(Reuters) - Greek Prime Minister Kyriakos Mitsotakis accused Turkey's leadership of undermining peace and stability in the Eastern Mediterranean region at time of war but assured Turkish people that Greece is not a threat to their country.
The two countries - North Atlantic Treaty Organization (NATO) allies but historic foes - have been at odds for decades over a range of issues including where their continental shelves start and end, energy resources, overflights in the Aegean Sea, the status of demilitarised islands and divided Cyprus.
"Turkey's leadership seems to have a strange fixation with my country. ... They threaten that Turkey will come at night, if it so decides. This is the language of an aggressor," Mitsotakis said, during his address to the United Nations General Assembly.
"From the UN I would like to address ... the Turkish people directly: Greece poses no threat to your country. We are not your enemies, we are neighbours," he said. "Let us move forward."
Long-existing tensions between the two countries have flared up recently.
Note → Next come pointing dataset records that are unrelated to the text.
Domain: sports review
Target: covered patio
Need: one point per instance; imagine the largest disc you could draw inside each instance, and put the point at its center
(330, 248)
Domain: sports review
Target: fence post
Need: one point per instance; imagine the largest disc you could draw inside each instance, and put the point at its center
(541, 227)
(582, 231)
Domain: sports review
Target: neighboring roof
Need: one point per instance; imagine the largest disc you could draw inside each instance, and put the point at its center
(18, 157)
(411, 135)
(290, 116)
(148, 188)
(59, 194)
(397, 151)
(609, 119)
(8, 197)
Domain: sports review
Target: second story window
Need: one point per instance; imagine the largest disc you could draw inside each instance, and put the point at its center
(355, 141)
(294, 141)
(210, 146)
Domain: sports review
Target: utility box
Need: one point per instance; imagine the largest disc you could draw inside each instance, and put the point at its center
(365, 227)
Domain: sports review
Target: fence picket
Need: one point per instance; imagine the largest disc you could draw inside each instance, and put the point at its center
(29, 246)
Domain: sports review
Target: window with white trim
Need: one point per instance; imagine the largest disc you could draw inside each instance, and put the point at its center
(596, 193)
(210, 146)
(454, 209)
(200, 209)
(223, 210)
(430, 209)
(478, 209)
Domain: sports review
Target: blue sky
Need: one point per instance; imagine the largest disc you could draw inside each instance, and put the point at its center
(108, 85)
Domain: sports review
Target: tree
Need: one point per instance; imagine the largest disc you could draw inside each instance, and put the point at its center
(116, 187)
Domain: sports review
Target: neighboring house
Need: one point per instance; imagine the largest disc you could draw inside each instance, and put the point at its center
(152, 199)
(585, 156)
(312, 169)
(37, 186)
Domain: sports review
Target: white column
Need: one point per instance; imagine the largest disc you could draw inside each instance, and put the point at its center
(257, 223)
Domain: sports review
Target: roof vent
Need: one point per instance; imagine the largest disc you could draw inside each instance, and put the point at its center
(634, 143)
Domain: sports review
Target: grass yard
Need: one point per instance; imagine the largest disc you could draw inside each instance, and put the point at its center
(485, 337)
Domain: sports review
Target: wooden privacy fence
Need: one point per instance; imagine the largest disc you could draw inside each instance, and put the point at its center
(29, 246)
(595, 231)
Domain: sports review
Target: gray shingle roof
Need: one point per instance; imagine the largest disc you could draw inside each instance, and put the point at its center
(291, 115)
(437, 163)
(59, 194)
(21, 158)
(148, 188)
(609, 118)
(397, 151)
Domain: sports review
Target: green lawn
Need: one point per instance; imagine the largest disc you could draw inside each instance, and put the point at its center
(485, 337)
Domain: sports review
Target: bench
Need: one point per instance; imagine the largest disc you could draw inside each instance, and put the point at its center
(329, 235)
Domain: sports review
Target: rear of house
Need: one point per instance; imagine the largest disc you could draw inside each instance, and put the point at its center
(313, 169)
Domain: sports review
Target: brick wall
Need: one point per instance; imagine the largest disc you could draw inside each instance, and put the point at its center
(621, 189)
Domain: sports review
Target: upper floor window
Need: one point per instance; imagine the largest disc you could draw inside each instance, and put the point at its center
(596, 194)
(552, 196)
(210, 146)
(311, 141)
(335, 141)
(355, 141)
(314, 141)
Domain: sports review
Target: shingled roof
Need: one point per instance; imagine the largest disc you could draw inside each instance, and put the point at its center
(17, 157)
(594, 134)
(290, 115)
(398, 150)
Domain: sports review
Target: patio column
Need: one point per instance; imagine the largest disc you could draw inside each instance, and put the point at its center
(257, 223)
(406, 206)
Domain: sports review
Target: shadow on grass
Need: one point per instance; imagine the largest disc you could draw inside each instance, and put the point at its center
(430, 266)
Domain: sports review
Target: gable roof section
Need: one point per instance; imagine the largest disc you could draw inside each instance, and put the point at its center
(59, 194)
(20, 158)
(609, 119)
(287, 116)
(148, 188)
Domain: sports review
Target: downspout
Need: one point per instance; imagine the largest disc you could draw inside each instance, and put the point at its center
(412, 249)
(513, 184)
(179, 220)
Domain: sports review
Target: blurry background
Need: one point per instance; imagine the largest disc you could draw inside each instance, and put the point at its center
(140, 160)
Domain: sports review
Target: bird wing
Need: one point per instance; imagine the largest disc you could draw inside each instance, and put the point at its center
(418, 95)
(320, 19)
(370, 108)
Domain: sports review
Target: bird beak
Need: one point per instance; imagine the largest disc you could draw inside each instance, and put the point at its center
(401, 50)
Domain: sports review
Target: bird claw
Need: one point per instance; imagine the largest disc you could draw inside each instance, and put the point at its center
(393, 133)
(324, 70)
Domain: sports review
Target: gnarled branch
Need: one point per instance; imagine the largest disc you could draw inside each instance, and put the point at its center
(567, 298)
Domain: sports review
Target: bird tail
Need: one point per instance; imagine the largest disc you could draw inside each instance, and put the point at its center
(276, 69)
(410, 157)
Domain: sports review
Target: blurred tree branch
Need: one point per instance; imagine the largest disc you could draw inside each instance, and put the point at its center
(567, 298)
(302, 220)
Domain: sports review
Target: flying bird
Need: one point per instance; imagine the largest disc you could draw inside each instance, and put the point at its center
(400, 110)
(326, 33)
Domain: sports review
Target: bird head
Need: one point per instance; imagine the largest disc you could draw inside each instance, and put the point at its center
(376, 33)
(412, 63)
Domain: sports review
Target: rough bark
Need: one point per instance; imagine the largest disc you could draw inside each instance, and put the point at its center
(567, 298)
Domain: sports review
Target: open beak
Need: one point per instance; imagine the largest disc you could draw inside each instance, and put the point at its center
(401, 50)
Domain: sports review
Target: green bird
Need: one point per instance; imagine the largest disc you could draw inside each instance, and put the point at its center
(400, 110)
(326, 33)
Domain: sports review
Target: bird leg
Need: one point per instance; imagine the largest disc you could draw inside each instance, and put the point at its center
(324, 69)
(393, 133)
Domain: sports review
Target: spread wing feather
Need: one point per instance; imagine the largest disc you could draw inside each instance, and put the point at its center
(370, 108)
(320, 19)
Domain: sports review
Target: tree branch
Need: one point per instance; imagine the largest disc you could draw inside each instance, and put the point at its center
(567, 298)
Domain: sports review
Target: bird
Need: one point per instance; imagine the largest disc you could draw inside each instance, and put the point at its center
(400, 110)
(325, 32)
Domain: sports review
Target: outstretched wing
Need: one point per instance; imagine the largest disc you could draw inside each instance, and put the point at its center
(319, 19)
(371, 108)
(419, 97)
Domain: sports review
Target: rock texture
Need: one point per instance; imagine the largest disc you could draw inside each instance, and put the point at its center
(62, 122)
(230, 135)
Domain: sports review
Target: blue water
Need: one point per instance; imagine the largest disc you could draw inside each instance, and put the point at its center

Greece complained to NATO and the United Nations this month over what it called "inflammatory" statements by Turkish President Tayyip Erdogan.
Erdogan accused Greece this week of "crimes against humanity", referring to its treatment of migrants, and earlier this month of occupying islands in the Aegean Sea that have a demilitarised status.
Greece says Turkey is challenging the Greek sovereignty of the islands and is exploiting the migration issue.
"Greece will not be bullied by anyone," Mitsotakis said on Friday, adding that Ukraine is not the only country in postwar Europe to have been attacked and that Cypriots have lived since 1974 on a split island as result of an illegal Turkish invasion.
During his speech, Mitsotakis also referred to Greece's standing demand for the permanent return from the British Museum in London of the Parthenon marbles.
The sculptures were removed from the Parthenon temple, a 5th-century BC architectural masterpiece, in Athens in the early 19th century by British diplomat Lord Elgin at a time when the country was under Ottoman rule.
"No matter how long it will take, the Parthenon marbles will eventually be coming home," the conservative premier said.